Deuxième lettre

À Paul Demeny, 15 mai 1871

Charleville, 15 mai 1871.

J’ai résolu de vous donner une heure de littérature nouvelle. Je commence de suite par un psaume d’actualité :

CHANT DE GUERRE PARISIEN

Le Printemps est évident, car
Du cœur des Propriétés vertes
Le vol de Thiers et de Picard
Tient ses splendeurs grandes ouvertes.

O mai ! Quels délirants cul-nus !
Sèvres, Meudon, Bagneux, Asnières,
Ecoutez donc les bienvenus
Semer les choses printanières !

Ils ont schako, sabre et tamtam
Non la vieille boîte à bougies
Et des yoles qui n’ont jam…jam…
Fendent le lac aux eaux rougies !…

Plus que jamais nous bambochons
Quand arrivent sur nos tanières
Crouler les jaunes cabochons
Dans des aubes particulières.

Thiers et Picard sont des Eros
Des enleveurs d’héliotropes
Au pétrole ils font des Corots.
Voici hannetonner leurs tropes…

Ils sont familiers du grand truc !…
Et couché dans les glaïeuls, Favre,
Fait son cillement aqueduc
Et ses reniflements à poivre !

La Grand-Ville a le pavé chaud
Malgré vos douches de pétrole
Et décidément il nous faut
Nous secouer dans votre rôle…

Et les ruraux qui se prélassent
Dans de longs accroupissements
Entendront des rameaux qui cassent
Parmi les rouges froissements !

A. Rimbaud.

— Voici de la prose sur l’avenir de la poésie —

Toute poésie antique aboutit à la poésie grecque ; Vie harmonieuse. — De la Grèce au mouvement romantique, — moyen-âge, — il y a des lettrés, des versificateurs.
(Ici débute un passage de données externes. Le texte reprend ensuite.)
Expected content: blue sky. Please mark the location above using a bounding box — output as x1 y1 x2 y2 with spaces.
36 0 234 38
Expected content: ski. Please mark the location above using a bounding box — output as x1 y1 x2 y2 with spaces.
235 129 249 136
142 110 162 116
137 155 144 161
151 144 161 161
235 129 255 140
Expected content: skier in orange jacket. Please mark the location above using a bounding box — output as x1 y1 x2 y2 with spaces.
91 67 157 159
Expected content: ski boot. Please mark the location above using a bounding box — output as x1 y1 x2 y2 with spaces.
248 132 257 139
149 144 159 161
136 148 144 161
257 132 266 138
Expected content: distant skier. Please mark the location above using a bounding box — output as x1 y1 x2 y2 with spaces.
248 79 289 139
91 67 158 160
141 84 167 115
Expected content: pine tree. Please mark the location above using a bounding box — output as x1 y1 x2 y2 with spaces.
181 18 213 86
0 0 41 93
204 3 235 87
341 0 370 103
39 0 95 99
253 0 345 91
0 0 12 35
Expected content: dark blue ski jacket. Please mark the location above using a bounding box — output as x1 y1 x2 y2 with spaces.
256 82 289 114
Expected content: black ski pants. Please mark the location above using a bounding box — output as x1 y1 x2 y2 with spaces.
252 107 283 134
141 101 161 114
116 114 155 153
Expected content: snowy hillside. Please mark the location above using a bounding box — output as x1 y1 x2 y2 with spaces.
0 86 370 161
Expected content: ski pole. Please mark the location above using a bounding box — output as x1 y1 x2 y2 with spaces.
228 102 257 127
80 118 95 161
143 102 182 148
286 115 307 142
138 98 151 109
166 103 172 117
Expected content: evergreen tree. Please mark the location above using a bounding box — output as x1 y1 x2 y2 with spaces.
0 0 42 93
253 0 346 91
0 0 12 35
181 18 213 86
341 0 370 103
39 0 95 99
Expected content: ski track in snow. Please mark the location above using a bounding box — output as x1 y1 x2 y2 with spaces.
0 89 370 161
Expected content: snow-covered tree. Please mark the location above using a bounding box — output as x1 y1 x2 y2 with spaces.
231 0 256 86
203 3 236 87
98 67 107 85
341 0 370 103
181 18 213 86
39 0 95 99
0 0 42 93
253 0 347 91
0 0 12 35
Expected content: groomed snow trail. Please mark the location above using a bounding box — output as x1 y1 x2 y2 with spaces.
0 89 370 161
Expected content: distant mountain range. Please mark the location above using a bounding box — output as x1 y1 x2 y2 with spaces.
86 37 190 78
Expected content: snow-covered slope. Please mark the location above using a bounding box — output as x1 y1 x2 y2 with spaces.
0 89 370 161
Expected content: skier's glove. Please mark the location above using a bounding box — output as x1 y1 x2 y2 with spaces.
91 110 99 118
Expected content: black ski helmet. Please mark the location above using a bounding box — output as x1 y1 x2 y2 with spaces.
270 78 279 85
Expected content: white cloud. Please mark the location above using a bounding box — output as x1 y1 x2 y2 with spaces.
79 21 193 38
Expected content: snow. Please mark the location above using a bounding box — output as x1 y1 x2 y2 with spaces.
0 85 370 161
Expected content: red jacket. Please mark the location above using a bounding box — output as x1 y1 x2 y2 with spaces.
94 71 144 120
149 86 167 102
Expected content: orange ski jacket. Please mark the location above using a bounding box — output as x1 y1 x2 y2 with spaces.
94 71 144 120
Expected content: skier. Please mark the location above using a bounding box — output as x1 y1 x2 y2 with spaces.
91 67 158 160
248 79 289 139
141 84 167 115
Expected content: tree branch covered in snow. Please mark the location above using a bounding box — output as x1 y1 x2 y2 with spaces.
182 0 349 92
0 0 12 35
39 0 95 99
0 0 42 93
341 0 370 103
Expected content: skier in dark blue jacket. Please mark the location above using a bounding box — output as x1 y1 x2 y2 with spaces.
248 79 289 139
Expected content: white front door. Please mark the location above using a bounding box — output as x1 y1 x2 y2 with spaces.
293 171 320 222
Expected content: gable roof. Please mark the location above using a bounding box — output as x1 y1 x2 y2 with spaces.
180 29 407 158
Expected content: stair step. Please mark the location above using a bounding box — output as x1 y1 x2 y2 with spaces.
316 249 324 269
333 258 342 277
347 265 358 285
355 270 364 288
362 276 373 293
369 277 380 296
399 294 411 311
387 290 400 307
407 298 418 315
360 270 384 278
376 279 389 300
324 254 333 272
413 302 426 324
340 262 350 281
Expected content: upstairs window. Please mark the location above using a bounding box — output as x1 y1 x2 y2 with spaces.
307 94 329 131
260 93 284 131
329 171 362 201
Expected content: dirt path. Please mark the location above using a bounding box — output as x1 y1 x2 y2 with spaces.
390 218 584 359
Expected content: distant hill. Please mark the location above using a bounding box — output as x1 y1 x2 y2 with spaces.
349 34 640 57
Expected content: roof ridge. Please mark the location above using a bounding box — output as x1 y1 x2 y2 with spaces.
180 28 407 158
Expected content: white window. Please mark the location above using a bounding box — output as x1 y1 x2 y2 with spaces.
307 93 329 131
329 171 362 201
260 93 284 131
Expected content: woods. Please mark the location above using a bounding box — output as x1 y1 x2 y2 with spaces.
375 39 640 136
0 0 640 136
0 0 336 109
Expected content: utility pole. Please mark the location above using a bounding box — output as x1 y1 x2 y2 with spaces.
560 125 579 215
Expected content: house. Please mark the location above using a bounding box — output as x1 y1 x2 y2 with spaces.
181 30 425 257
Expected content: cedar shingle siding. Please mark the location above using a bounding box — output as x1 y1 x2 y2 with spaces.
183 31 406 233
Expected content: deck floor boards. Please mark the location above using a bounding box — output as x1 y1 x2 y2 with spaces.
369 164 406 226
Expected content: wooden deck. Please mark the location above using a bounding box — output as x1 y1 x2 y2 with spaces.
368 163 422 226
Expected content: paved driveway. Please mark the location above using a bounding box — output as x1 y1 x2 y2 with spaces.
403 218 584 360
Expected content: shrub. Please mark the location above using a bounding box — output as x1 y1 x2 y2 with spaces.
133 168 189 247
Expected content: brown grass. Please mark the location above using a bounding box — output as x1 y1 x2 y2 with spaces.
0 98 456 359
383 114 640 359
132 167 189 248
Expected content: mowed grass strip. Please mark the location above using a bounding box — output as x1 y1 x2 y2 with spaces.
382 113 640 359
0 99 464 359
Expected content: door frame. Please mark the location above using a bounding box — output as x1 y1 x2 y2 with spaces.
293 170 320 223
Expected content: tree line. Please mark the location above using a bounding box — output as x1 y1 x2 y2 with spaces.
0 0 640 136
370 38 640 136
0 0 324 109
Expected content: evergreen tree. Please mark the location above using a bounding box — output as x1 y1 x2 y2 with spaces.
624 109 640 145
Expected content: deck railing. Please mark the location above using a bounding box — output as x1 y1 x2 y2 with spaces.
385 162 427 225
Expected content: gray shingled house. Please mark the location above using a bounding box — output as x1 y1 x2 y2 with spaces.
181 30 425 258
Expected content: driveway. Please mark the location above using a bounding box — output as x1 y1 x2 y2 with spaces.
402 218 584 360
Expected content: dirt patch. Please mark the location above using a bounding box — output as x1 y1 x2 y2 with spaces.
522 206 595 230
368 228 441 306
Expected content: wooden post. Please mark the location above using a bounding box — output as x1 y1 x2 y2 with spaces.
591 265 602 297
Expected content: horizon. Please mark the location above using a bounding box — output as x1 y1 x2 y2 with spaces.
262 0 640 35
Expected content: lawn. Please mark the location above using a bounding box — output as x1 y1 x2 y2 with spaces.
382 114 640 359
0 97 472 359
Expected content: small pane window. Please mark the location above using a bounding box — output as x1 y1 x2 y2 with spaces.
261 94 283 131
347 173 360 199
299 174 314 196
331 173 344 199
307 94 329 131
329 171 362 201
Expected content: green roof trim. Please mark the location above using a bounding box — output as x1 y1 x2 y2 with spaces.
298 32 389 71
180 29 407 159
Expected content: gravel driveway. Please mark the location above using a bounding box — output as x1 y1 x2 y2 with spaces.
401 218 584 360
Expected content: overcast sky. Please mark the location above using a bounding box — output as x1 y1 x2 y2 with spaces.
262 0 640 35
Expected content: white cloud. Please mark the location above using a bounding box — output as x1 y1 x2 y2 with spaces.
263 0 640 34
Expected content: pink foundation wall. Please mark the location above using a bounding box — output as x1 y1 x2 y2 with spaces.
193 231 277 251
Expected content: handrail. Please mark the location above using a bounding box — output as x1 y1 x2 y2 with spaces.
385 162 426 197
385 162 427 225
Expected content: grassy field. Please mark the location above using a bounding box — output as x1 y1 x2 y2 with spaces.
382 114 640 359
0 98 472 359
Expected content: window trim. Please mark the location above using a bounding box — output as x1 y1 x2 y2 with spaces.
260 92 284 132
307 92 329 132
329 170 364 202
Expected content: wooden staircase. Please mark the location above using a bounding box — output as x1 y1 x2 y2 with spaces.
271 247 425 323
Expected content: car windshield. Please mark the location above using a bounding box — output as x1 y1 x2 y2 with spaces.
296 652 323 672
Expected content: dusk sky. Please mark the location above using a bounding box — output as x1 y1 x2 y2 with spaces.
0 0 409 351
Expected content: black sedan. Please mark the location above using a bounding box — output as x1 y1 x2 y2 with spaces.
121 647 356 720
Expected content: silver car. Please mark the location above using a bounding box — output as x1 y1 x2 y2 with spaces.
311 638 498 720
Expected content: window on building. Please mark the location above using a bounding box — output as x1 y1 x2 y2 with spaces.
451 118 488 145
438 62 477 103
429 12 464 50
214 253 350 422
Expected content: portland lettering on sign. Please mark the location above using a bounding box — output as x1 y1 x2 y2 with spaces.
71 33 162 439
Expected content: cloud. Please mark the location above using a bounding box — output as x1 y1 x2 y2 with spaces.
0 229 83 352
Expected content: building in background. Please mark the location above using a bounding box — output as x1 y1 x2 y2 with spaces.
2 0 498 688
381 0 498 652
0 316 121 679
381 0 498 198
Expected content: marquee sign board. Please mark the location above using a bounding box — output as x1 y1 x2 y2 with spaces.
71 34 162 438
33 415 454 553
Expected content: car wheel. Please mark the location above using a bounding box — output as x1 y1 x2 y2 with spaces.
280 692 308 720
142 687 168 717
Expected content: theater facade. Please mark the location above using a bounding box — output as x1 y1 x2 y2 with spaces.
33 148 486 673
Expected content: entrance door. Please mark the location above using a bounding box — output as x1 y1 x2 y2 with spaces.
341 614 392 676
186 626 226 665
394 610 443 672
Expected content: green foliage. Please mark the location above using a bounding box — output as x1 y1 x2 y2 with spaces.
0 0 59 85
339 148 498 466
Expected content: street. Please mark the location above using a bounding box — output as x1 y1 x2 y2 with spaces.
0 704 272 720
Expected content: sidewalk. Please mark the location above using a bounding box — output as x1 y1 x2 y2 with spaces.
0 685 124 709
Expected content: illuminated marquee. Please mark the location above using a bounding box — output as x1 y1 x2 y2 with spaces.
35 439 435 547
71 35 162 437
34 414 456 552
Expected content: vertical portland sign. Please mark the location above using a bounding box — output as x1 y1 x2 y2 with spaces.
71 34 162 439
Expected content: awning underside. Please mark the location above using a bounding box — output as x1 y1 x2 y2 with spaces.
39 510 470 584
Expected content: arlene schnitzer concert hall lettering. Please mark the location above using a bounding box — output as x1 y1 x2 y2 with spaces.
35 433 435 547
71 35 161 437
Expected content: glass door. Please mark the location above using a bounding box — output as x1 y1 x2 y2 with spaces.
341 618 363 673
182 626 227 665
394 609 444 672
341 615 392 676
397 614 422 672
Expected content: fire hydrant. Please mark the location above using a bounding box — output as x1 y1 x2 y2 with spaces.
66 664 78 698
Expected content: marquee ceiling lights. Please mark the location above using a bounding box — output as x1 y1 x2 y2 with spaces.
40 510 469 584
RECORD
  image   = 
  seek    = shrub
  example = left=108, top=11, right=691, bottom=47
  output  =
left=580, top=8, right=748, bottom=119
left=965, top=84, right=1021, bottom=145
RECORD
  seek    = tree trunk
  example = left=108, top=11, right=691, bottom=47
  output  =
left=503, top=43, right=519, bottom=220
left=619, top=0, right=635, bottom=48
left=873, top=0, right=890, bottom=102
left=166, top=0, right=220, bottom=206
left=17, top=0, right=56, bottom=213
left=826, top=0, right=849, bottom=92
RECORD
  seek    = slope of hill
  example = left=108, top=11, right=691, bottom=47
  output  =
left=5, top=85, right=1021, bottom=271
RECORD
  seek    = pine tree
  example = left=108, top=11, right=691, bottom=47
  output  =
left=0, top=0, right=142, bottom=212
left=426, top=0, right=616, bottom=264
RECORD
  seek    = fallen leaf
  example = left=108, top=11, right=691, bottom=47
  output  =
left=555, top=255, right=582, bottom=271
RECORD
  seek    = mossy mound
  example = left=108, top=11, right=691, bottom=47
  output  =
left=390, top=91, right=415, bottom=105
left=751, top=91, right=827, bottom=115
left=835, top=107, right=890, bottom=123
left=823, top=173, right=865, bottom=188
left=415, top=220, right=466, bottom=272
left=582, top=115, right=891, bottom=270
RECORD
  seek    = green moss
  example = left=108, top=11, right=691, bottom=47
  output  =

D’Ennius à Théroldus, de Théroldus à Casimir Delavigne, tout est prose rimée, un jeu, avachissement et gloire d’innombrables générations idiotes : Racine est le pur, le fort, le grand. — On eût soufflé sur ses rimes, brouillé ses hémistiches, que le Divin Sot serait aujourd’hui aussi ignoré que le premier venu auteur d’Origines. — Après Racine, le jeu moisit. Il a duré deux mille ans !

Ni plaisanterie, ni paradoxe. La raison m’inspire plus de certitudes sur le sujet que n’aurait jamais eu de colères un jeune-France. Du reste, libre aux nouveaux ! D’exécrer les ancêtres : on est chez soi et l’on a le temps.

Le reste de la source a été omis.